How does a person heal from an eating disorder? I wish that was a simple answer. Personally, I would reframe the question as: What path of healing works best for me?
I wish that healing for me meant the same as healing for you, because then I could give you a specific gameplan. But healing is unique to each person and each body.
Recently, one individual who has helped me to better understand the journey of recovery has been theologian Henri Nouwen in his book The Inner Voice of Love. Below are some bits of wisdom from Nouwen and how each has shaped my own perspective of the healing process. I hope they may be of some help to you or someone you know who is struggling with recovering from an eating disorder — take what you need and leave what you don’t.
Healing requires a deep sense of connection between self and others.
“Your own growth cannot take place without growth in others. You are part of a body. When you change, the whole body changes. It is very important for you to remain deeply connected with the larger community to which you belong… your journey is made not just for yourself but for all who belong to the body.”
Though I am from a family of seven and am a twin, I am still highly individualistic. It has often been difficult for me to welcome experiences that are different from my own, or to accept the fact that I really am just like others in many ways.
The eating disorder magnified this attitude by convincing me that I was special because I had an eating disorder (that is, until I found out just how many people were actually struggling with the same disease!). Eating disorders feed off of secrecy and isolation, but they begin to lose their power in connection and relationship.
For me, eating disorder support groups helped to normalize the illness; friends and family reminded me of how much the world needed my gifts; and my faith community helped me to understand that my identity lies not in my own struggles, but in the person I am becoming, the people I am helping, and the God I am glorifying because of them.
I needed to love the me who struggled with an eating disorder; to accept the me who was sick.
“You have to acknowledge where you are and affirm that place.

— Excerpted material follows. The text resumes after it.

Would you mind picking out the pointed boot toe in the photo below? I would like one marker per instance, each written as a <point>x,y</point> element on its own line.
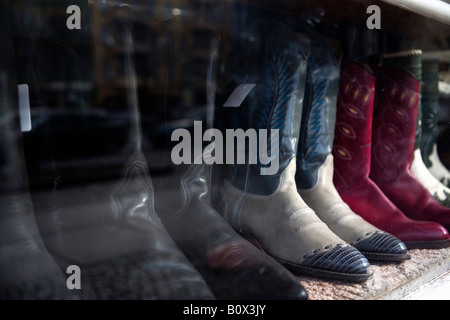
<point>383,246</point>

You have to be willing to live your loneliness, your incompleteness, your lack of total incarnation fearlessly, and trust that God will give you the people to keep showing you the truth of who you are.”
Eating disorders thrive on shame: “I am too X, or too Y.” So telling myself every day that I wouldn’t be worthy until I was healthy again was not helpful for my recovery. Yes, I was sick and struggling, but I was not “better” or “worse” as a person because of it.
I began changing the way that I talked to myself. When I noticed that my clothes felt baggy on me, or that I had no energy to go on hikes with my friends, I would tell myself: “What I look like and what I am capable of does not define me as a person.” Slowly, I found that my goals became less about looking a certain way or gaining certain abilities and capabilities, but rather the way that I thought about myself and others.
Though healing had to be a choice of the heart and mind, progress was ultimately out of my hands.
“When suddenly you seem to lose all you thought you had gained, do not despair. You must expect setbacks and regressions. Don't say to yourself, ‘All is lost. I have to start all over again.’ This is not true. What you have gained you have gained.... When you return to the road, you return to the place where you left it, not to where you started.”
Life is complicated. Just because I chose recovery didn’t mean that it was going to magically happen. For example, during a very pivotal week of my recovery, I came down with the stomach bug (talk about bad timing!). I literally blamed myself for picking up germs, adding more undue stress to an already bombarded mind.
After some time, I was able to let go of some control in the recovery process. This took off the pressure of meeting yet another senseless demand: the need to be “perfectly” healthy again and the need to achieve “perfect” recovery (whatever that meant in my mind!). In handing over my recovery journey to God, I could more easily get back on track when I veered off.
There is no one correct way to heal from an eating disorder, and there is no one correct goal for each person.
“You have to trust the inner voice that shows the way. You know that inner voice. You turn to it often. Only by attending constantly to the inner voice can you be converted to a new life of freedom and joy.”
If I’m being completely honest, up until very recently, I struggled immensely with feelings of shame and guilt because of the approach that I have taken towards healing. I felt like a fraud in the recovery community. These anxieties told me that I needed to be on par with the rate of progress of my peers.
Then I realized that in addition to healing being a lifelong journey, it is very much an individual journey. My acceptance of my own personal struggles — some similar to my peers and some different — has allowed me to better connect with others in the recovery community. My own journey toward healing was made more difficult by the fact that I had been (unknowingly) also battling a chronic illness, and owning my story has allowed me to let others own their stories as well.